乃木坂46の川﨑桜(22)が、39枚目シングル「Same numbers」(30日発売)で初めてポジション最前列(フロント)に立つ。ファンへの思いを胸に「チャンスを逃したくない」と熱いハートで前進。加入4年目の夏、一皮むけた自分をステージから届けていく。【玉利朱音】
■「安心」同期一ノ瀬と“シンメ”
川﨑は今シングルで初めて表題曲のフロントに立つ。選抜発表の日を振り返り「発表が終わって帰るまでに、なんだか涙が出ました」と照れ笑いした。選抜メンバーは乃木坂46として近年では最少人数の16人で、フロントは3人。「全く予想してなかったので、すごくびっくりしました。選んでいただいて、やっぱりすごくうれしかったです」。
卒業メンバーで交流のある与田祐希(25)から応援メッセージが届いたという。「『自分のことみたいにうれしい』と連絡をくださって、すごくうれしかったんです」と感謝。スタッフからも「『特別なことはせず、今までやってきたことをそのまま見せれば大丈夫』と声をかけていただき、安心しました」と頬を緩めた。
同作では同じく初フロントで同期の一ノ瀬美空(22)とともに、センター賀喜遥香(23)の脇を固める。いわゆる“シンメ”である一ノ瀬については「目指すアイドル像みたいなものが似ている気がしていて、戦友や同志みたいな気持ちが大きいです」と語った。
さらに「ライブでシンメの立ち位置のときの心強さや安心感がすごく大きいです。今回の選抜発表後も『頑張ろうね』って手を握りながら言ってくれました」と信頼を寄せる。
■「チャンスを絶対に逃がさない」
今作のミュージックビデオのテーマは「過去は変えられないけど、過去を救うことはできる」という。川﨑の感情をむき出しにした表情やパフォーマンスも印象的で「これまでの活動で苦しかったことや、ずっと心にある消化しきれなかった思いみたいなものを考えていたら、なんだか涙が出てくるような表情になっていました」と振り返った。
加入4年目で初めて立つ、乃木坂46の最前列。「ファンの皆さんと一緒につかんだこのチャンスを絶対に逃したくないなって思います」と心を燃やす。「今回ファンの方がすごく喜んでくださって本当にうれしかったですし、この夏でちゃんと成長して、次につなげられるよう頑張りたいと思います」と意気込んだ。
5日の北海道公演から、毎年恒例の「真夏の全国ツアー2025」が開幕。今年も乃木坂46の熱い夏がスタートした。「今年のツアーのスタートラインに立ったとき、これまで3年積み上げてきたものが土台になっていることを感じられました」と自身の成長を実感している。
一方で「自分の中で満足がいかないことも少しありました」と吐露。北海道公演からの帰りの飛行機内では、自身が参加する楽曲の歌詞を改めて読み込んだ。「より具体的なイメージを持ちながらパフォーマンスするために、もっと自分の中に落とし込まないといけないと思いました」とストイックに向き合っている。

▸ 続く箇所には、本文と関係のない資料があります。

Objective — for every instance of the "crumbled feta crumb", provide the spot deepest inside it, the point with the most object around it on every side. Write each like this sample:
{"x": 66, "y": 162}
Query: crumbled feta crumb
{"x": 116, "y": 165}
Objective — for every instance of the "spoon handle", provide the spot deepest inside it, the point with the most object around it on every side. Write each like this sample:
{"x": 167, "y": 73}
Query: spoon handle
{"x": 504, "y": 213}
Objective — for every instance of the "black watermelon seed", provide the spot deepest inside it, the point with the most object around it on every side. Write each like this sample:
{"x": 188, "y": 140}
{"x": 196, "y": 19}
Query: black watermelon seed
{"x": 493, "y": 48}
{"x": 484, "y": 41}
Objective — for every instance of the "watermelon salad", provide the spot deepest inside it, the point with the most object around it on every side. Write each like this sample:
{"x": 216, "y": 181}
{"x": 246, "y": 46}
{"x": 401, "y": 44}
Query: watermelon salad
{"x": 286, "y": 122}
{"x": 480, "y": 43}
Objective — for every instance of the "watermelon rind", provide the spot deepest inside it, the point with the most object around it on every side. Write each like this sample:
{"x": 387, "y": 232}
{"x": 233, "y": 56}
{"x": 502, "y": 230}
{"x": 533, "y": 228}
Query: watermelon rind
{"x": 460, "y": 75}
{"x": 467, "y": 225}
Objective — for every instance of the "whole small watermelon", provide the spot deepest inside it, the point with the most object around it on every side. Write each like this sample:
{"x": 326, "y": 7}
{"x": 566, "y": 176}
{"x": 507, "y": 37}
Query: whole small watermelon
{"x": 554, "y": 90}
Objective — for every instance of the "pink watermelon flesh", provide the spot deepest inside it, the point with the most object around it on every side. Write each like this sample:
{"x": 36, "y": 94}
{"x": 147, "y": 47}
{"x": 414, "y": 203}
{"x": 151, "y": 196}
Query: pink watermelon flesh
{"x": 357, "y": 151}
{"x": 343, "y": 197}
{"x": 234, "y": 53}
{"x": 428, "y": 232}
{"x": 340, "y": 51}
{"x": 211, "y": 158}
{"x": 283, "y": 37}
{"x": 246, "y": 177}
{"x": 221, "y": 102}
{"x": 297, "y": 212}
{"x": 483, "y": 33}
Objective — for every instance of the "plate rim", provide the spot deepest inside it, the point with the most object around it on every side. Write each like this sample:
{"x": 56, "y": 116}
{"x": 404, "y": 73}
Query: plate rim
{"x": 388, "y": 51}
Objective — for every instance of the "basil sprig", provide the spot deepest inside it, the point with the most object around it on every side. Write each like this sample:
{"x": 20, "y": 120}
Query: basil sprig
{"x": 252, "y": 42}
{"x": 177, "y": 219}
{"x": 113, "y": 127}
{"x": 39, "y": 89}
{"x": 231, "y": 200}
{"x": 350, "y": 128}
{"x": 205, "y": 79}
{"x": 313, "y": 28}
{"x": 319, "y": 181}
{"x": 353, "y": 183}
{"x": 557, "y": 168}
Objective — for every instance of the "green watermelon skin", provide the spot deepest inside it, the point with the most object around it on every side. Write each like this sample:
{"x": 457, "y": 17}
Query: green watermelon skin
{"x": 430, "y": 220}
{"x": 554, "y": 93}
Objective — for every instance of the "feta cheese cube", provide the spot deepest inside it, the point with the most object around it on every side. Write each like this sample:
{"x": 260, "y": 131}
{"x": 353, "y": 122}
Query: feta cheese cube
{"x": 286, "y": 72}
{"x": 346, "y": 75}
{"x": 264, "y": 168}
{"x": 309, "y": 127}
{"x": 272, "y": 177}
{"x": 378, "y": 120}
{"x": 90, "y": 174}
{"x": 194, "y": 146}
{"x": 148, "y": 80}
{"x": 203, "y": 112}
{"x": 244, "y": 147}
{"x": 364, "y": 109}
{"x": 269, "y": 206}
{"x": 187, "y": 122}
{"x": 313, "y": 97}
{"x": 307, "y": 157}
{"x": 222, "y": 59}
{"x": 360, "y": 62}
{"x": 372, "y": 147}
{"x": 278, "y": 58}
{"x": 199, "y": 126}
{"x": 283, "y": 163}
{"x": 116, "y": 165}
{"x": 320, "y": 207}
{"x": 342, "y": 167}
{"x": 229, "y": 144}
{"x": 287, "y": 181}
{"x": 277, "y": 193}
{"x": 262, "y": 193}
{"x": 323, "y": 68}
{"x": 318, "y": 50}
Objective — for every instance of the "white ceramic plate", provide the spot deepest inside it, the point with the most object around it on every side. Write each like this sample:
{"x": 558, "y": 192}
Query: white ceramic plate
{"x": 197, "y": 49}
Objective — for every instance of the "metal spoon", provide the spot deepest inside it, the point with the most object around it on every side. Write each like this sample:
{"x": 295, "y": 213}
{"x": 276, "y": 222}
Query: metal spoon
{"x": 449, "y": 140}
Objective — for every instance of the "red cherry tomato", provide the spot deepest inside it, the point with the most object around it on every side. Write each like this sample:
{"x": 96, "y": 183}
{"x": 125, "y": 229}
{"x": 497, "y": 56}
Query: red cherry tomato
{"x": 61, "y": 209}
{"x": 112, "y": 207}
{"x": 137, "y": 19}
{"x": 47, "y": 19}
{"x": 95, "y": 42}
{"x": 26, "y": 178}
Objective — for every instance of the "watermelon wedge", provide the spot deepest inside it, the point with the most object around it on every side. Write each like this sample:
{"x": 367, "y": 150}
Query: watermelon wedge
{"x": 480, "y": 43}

今夏の目標を聞くと「一皮むけた自分になりたいと思っています」と、大きな瞳に力がこもった。ツアーではファンやスタッフからも、川﨑が見せる表現力を称賛する声が多くあがっている。「もっと磨いて自分に自信を持ちたいですし、明治神宮野球場でのファイナルが終わったときに『やりきった!』と思える夏にしたいです!」と誓った。
これまで積み重ねた努力と経験が花開く、飛躍の夏が到来した。
◆川﨑桜(かわさき・さくら)2003年(平15)4月17日、神奈川県生まれ。22年2月加入の5期生。愛称「さくたん」など。特技はフィギュアスケートで、フジテレビ系フィギュアスケートスペシャルサポーターも務めた。155センチ。血液型不明。